Cuando estaba en la carrera, en el 89-90, comencé a conocer a gente como Moebius, el estilo Metal Hurlant, y pensé por primera vez en el cómic como un medio adulto. El blanco y negro no me atraía demasiado, me tiraba lo europeo, lo italiano, Manara y cosas así. Descubrí a Loisel, y pensé que él había llegado a donde a mí me gustaría llegar.  Cuando acabé la carrera hice el viaje y fue donde dije, "yo me voy a dedicar a hacer comics, lo voy a intentar al menos. Si no lo consigo que no sea porque no lo he intentado". Volví y me empecé a empapar de todo lo que no me había empapado hasta entonces: latinoamericano, buscaba el blanco y negro, al descubrir su potencial. Aunque ha sido un recorrido corto, el haber hecho arquitectura me ha ayudado mucho. La carrera me había amueblado la cabeza de tal manera que cuando leía un cómic entendía el porqué de determinado encuadres y no otros, la composición de página, cómo se arma una historia...  En Italia el tema zapatista tira mucho, y junto a su tradición del tebeo de aventuras, creo que sería muy bien entendido ¡y vendido! allí. En el mercado francés, a pesar de estar mayoritariamente volcado en el formato álbum, en color, 48 páginas, cartoné y eso, está la opción de L´Association y su mercado.

De momento no vives de ello. 
No, que va. De momento no sé de qué vivo. Sigo en la Asociación de Ilustradores Vascos, me salen cosillas con las que sobrevivo, y renunciando a muchas cosas.

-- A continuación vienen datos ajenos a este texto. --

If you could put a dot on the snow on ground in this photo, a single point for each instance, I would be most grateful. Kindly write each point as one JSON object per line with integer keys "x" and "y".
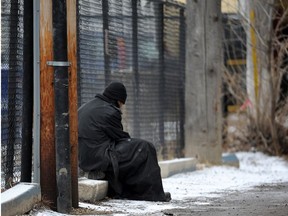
{"x": 255, "y": 169}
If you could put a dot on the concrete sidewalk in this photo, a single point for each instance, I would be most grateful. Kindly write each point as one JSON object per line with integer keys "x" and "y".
{"x": 94, "y": 190}
{"x": 22, "y": 197}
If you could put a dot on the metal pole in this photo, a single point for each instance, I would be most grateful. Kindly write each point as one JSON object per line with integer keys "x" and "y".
{"x": 12, "y": 84}
{"x": 36, "y": 92}
{"x": 135, "y": 67}
{"x": 62, "y": 140}
{"x": 27, "y": 109}
{"x": 161, "y": 76}
{"x": 105, "y": 9}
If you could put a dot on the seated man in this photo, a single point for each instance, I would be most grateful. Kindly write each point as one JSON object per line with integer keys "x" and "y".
{"x": 130, "y": 165}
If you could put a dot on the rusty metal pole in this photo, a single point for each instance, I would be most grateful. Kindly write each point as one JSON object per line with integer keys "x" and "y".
{"x": 60, "y": 64}
{"x": 73, "y": 114}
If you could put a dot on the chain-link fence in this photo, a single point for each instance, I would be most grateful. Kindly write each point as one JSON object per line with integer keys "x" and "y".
{"x": 142, "y": 44}
{"x": 11, "y": 90}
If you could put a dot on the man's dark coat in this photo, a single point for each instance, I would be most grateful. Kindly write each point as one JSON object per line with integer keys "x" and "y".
{"x": 130, "y": 164}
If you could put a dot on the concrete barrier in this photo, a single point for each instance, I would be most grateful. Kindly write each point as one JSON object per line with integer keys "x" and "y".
{"x": 92, "y": 190}
{"x": 20, "y": 199}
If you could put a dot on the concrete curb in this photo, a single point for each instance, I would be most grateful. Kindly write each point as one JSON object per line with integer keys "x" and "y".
{"x": 92, "y": 190}
{"x": 20, "y": 199}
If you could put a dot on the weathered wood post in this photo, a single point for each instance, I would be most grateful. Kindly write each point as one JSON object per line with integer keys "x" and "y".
{"x": 203, "y": 123}
{"x": 47, "y": 138}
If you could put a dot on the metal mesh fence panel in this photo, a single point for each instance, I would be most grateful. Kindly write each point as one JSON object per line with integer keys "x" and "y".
{"x": 142, "y": 44}
{"x": 11, "y": 90}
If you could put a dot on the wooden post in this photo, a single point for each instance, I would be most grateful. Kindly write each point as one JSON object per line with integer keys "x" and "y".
{"x": 47, "y": 138}
{"x": 73, "y": 116}
{"x": 203, "y": 81}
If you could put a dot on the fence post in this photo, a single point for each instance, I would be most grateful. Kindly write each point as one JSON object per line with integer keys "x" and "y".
{"x": 47, "y": 138}
{"x": 12, "y": 76}
{"x": 105, "y": 9}
{"x": 161, "y": 89}
{"x": 27, "y": 109}
{"x": 203, "y": 126}
{"x": 136, "y": 125}
{"x": 73, "y": 113}
{"x": 60, "y": 64}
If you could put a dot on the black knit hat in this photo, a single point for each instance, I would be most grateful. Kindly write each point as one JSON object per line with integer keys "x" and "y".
{"x": 116, "y": 91}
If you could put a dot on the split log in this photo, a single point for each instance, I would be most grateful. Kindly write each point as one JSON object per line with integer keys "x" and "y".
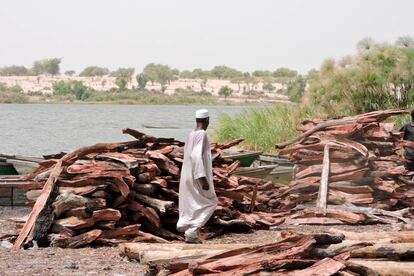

Tengo dos proyectos que quiero llevar a Francia, a color, con guión ajeno, a ver si hay suerte y nos aceptan el proyecto. 

Ojala tengas suerte, y nosotros podamos leerlo. 

Entrevista realizada por Iñaki Gutiérrez, publicada originalmente en Trama #43 (Astiberri Ediciones, enero de 2005). Cedida por Gutiérrez para su publicación en Guía del cómic. La entrevista ha sido editada para Guía del cómic a partir de la transcripción original, y es sensiblemente más extensa que la versión publicada en papel.